Soon after Aberystwyth University announced it was setting up a campus in Mauritius – the Indian Ocean island known for its pristine beaches and tropical climate – students and staff have been asking whether they can teach or study there when it opens in September this year.
“I don’t think I can think of anywhere students would rather go,” said Natalie Roberts, the university’s assistant registrar and one of the project team setting up the campus.
Cynics may view such a venture as akin to buying a holiday home in the sun, but Aberystwyth will be the third UK university to establish itself on the island, which is attempting to attract universities and students from across the world.
A multilingual, multi-ethnic and relatively wealthy democracy to the east of Madagascar, Mauritius is “stable” and “welcoming”, she explained. “The [Mauritian] government is so behind this [campus],” Dr Roberts said, although she added that it is not offering any financial incentives.
Mauritius’ current plan, as laid out in the country’s Tertiary Education Strategic Plan 2013-2025, is to have 100,000 international students enrolled by 2025, which would make up about one in 14 of the island’s population.
The island’s ambitions do appear to be slightly scaled back, however. In January 2012, Rajesh Jeetah, the minister of tertiary education, science, research and technology, gave a presentation that said Mauritius would hit the 100,000 target by 2020, not 2025.
In the presentation he revealed that the island had just over 1,000 overseas students (about a third from India, a quarter from Africa and another quarter from Indian Ocean islands), illustrating the scale of the task ahead.
For this year’s intake, Aberystwyth will occupy an existing building also used by an Indian university (which Dr Roberts declined to name) that is pulling out of Mauritius but needs to teach out its remaining students, she said.
For 2015-16, the Welsh institution hopes to have a new, dedicated campus built. It will be funded by a Mauritian firm, Boston Campus Limited, which will take a 50 per cent ownership stake alongside the university.
The fee income from students will be split equally between the partners. As part of the deal there are student recruitment targets, Dr Roberts explained, although “demand out there clearly is already high”.
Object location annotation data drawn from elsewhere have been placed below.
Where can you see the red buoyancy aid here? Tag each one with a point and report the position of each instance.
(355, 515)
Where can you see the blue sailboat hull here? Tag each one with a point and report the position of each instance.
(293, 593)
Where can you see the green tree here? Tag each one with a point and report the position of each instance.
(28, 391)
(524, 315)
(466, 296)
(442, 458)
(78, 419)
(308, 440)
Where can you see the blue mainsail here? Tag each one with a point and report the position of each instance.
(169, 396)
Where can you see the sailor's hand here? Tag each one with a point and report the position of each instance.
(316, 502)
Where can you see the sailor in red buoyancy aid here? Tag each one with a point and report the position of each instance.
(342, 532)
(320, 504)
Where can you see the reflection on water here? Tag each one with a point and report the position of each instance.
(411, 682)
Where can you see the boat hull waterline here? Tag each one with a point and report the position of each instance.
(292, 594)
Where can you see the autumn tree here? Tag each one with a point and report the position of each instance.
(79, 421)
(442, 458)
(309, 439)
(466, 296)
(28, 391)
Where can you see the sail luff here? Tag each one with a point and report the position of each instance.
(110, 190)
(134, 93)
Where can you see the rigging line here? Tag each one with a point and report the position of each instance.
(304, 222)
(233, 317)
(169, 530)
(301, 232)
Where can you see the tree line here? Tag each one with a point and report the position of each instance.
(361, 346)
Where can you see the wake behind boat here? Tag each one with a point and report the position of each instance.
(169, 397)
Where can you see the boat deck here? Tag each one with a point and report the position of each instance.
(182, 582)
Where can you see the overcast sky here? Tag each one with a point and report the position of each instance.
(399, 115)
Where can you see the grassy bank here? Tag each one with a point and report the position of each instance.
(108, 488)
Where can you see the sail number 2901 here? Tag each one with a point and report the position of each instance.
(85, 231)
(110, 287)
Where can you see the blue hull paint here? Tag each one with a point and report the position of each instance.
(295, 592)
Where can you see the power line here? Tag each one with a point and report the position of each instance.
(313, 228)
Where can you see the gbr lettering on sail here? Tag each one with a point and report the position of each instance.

However, the university is not yet able to market its courses – four undergraduate courses and one MSc, focusing on business, law and accountancy – until it receives approval from the tertiary education commission, which is expected in April.
Some teaching staff will be directly employed by Boston Campus, although as Aberystwyth is “currently working on the staffing model” it is not yet possible to say what proportion, she said.
The eventual plan is for the campus to teach 2,000 students, although Dr Roberts did not give a specific timescale. “Aberystwyth is in this for the long run,” she said. “We’re not going to make quick money.”
Middlesex University, which began teaching at its Mauritian campus at the beginning of 2010, has grown student numbers every year and now has 735 on its campus. The University of Wolverhampton, which set up in Mauritius in 2012, currently has 123 students.